To look at the issue from another perspective, why do Greear and Mohler take Paul literally to say that women can never at any time teach or have authority over a man yet they do not take the next injunction literally, that women are only and ever saved through childbearing? Certainly they do not assert such a position (as it would mean single and barren women could not be saved). The point is that we all pick and choose what is “literal” and what is to be interpreted, what to foreground and what to recede into the background. In reality, all Scripture must be interpreted.

It is certainly understandable for Greear, Mohler, and Stone to come to a position that the biblical witness is against women holding the role of pastor.
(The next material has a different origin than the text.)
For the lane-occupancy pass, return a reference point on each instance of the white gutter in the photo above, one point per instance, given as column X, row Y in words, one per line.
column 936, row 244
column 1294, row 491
There is a case to be made from the Scripture for that view and history backs it up. It is not acceptable, however, for Mohler or Stone to assert that those who come to a different position automatically do so because they are not committed to the authority of the Bible. This is a complicated issue without as clear a statement within the Bible as some might wish to claim. One thing the New Testament is not ambiguous about, however, is the importance of seeking unity within the Body of Christ. Therefore, we should all be very careful about a desire to incite division between two groups that both seek to honor Christ and to be led by his Spirit simply because each arrives at a different understanding of the same Scripture they both affirm as divinely inspired.